Abstract Ozone (O3) exposure causes pulmonary biochemical changes both in humans and experimental animals, inducing the release of inflammatory mediators such as cytokines and eicosanoids. Some of these reaction products have been characterized as endogenous sleep-promoting substances and have been implicated in the development of sleepiness in patients with inflammatory disease. Furthermore, sleep alterations are known to occur in O3-exposed humans and experimental animals. In order to test the probable involvement of such inflammatory mediators in O3-induced sleep disorders, we blocked prostaglandin synthesis administrating the cyclooxygenase inhibitor indomethacin (IM) and compared conventional electrographic sleep parameters in rats under four different experimental conditions: treatment with IM alone, O3-exposure, pre-treatment with IM plus O3 exposure, and control conditions. We found that O3 exposure increased slow wave sleep (SWS) and decreased rapid eye movement sleep (REMs) significantly, while IM pretreatment reduced these O3-induced sleep disorders. IM treatment alone did not affect sleep. These findings strongly support a role for inflammatory mediators in O3 exposure-induced neurological alterations. # 2003 Elsevier Ireland Ltd. All rights reserved. Keywords: Ozone; Sleep; Inflammation; Indomethacin; Cytokines; Eicosanoids

1. Introduction Ozone (O3) is the main photochemical oxidant found in polluted urban areas. Being a gas, toxicity studies have focused on the functional and morphological effects of O3 in the lungs of humans and laboratory animals. Exposure to more than 0.12 ppm O3 is known to decrease forced vital capacity * Corresponding author. Fax: /52-5-606-3032. E-mail address: [email protected] (C. Paz).

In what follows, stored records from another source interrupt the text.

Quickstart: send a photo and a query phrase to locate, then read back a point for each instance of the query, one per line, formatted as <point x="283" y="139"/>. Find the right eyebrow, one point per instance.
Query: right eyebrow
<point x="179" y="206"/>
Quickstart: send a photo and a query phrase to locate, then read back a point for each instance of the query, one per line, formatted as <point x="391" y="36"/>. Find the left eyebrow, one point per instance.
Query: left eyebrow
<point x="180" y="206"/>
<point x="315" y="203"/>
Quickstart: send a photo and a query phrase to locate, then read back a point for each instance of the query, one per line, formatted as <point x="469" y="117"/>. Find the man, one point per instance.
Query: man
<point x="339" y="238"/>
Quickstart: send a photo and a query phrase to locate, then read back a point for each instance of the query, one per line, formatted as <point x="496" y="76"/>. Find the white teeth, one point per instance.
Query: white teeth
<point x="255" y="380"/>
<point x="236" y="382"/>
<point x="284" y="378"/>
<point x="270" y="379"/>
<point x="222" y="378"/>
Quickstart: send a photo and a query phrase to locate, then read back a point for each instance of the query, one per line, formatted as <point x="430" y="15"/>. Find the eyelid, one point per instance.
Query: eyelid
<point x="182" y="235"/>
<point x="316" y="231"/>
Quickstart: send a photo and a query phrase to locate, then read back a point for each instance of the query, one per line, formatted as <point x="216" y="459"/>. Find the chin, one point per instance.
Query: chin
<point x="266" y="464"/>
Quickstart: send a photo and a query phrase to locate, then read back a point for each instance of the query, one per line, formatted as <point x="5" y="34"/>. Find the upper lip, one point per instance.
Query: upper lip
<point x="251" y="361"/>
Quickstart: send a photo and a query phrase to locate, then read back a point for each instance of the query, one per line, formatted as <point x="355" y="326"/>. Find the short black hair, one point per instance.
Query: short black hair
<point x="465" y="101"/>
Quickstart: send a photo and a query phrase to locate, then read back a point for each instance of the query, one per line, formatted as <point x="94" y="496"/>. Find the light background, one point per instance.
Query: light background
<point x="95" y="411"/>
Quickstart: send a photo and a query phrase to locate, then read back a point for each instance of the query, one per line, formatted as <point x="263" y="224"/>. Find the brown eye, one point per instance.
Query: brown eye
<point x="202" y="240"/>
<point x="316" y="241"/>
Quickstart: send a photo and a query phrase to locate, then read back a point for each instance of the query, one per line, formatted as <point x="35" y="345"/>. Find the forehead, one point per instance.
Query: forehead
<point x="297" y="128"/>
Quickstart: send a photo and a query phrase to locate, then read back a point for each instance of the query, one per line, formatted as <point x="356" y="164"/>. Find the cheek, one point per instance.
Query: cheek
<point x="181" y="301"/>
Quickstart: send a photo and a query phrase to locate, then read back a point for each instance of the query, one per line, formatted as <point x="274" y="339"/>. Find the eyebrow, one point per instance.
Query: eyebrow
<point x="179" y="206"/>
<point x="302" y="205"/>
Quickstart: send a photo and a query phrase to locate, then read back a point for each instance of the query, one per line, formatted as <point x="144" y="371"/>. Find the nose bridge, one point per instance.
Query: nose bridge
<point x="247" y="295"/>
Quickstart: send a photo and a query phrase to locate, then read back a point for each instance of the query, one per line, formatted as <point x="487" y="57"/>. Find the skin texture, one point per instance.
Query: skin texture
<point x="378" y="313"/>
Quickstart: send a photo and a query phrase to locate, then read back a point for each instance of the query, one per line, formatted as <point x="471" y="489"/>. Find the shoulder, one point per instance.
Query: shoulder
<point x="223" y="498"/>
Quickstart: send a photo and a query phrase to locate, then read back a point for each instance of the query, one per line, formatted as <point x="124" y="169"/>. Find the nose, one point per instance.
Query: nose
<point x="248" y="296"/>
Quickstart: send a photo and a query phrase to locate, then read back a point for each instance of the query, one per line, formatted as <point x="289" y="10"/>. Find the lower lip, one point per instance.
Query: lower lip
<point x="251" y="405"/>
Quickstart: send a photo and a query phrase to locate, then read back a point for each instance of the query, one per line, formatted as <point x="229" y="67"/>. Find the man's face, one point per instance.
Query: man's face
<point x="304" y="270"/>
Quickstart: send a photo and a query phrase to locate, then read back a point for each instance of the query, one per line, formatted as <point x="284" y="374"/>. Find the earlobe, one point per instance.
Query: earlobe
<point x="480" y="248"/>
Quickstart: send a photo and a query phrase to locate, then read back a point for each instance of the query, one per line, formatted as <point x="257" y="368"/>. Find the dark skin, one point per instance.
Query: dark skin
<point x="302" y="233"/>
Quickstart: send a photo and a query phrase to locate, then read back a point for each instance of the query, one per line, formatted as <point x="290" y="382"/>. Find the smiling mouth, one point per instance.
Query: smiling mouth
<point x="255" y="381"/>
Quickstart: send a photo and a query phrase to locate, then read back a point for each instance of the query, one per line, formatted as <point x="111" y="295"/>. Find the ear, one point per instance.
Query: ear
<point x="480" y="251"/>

and forced expiratory volume expelled in the 1st second (Kinney et al., 1989; Specktor et al., 1988). O3-induced airway damage is morphologically characterized by dysplasia and metaplasia (Hiroshima et al., 1987; Wilson et al., 1984). However, the most remarkable effect of O3 exposure (0.4 ppm) in humans is a pulmonary inflammatory response characterized by increased concentrations of soluble mediators such as interleukins (ILs), prostaglandins (PGs) and tumor necrosis factor-a (TNF-a) (Devlin et al., 1996).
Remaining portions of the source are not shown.